Каэтана тепло посмотрела на своего неугомонного родича. Она была ему бесконечно признательна и за заботу, и за ту радость, которую он в последнее время распространял вокруг себя.
– А мне что делать прикажешь? – шутливо осведомился Тиермес.
– Не представляю того безумца, который возьмется приказывать самому Тиермесу! – сказала Каэ торжественным шепотом. Потом продолжила уже серьезно: – На Джемаре новая «радость», ты уже знаешь?
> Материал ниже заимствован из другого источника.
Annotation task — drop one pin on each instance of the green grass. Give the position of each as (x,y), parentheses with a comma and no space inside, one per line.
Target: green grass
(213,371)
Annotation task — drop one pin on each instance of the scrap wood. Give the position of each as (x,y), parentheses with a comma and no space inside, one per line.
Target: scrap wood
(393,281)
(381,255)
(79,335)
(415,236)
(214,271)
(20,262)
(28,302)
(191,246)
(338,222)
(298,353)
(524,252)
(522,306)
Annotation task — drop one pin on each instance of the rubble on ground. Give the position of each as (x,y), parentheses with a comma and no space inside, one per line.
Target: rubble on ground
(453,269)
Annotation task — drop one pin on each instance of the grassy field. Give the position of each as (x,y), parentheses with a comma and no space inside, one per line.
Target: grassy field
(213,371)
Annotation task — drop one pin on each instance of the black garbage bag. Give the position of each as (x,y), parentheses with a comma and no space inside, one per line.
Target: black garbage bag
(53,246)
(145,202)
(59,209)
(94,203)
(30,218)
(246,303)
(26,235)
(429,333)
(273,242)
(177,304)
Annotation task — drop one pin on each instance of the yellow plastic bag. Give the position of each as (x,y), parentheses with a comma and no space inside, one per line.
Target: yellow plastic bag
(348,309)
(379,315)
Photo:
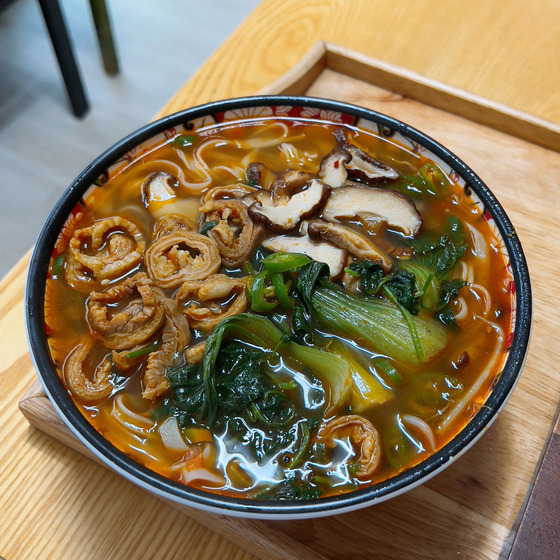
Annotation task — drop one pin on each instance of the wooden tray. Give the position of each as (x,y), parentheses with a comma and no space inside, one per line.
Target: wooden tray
(475,507)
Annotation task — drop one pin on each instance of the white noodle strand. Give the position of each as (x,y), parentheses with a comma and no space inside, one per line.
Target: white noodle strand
(460,405)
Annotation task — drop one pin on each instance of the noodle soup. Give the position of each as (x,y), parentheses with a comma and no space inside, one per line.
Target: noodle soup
(279,307)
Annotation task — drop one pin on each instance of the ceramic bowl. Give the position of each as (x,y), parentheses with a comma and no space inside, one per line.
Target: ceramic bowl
(229,111)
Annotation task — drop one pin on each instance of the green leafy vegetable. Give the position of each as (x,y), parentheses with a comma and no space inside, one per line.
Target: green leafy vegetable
(259,331)
(283,262)
(291,488)
(377,323)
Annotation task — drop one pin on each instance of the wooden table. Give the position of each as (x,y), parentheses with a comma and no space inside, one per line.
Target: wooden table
(56,503)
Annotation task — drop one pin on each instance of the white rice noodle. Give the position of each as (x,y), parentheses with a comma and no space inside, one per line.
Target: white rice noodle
(170,435)
(202,474)
(482,294)
(483,378)
(461,309)
(422,427)
(130,420)
(290,153)
(281,132)
(480,247)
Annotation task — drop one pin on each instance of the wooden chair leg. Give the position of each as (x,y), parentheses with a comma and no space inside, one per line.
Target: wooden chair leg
(102,24)
(62,45)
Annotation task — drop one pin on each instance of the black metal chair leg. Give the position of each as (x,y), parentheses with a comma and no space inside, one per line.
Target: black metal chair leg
(62,45)
(102,24)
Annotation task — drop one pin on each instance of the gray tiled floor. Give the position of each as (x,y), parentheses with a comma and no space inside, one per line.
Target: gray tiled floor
(42,146)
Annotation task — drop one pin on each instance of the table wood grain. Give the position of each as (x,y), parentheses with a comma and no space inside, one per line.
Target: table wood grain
(55,503)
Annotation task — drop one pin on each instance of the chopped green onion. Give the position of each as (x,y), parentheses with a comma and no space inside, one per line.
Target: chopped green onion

– Краем уха. Что-то о хорхутах.
– Вот именно. Их скрестили с людьми. А Веретрагна и Вахаган поехали на охоту и не вернулись. Не ждите очень долго, пока Джоу попросит вас о помощи. Вы же знаете, когда это произойдет.
– Когда реки потекут вспять, – моментально отреагировал га-Мавет. – Не волнуйся.
– И еще не забывайте поглядывать на урмай-гохона Самаэля...
– Хорошо.
– Ну что, – она улыбнулась во весь рот, – кому еще голову не заморочила на прощание? Знаете, я себя чувствую старой, склеротичной тетушкой, которая, покидая большое семейство своих родственников, никак не может вспомнить, упаковала ли она зонтик и калоши и передала ли привет троюродной сестре племянника, будто та без этого привета тут же скончается...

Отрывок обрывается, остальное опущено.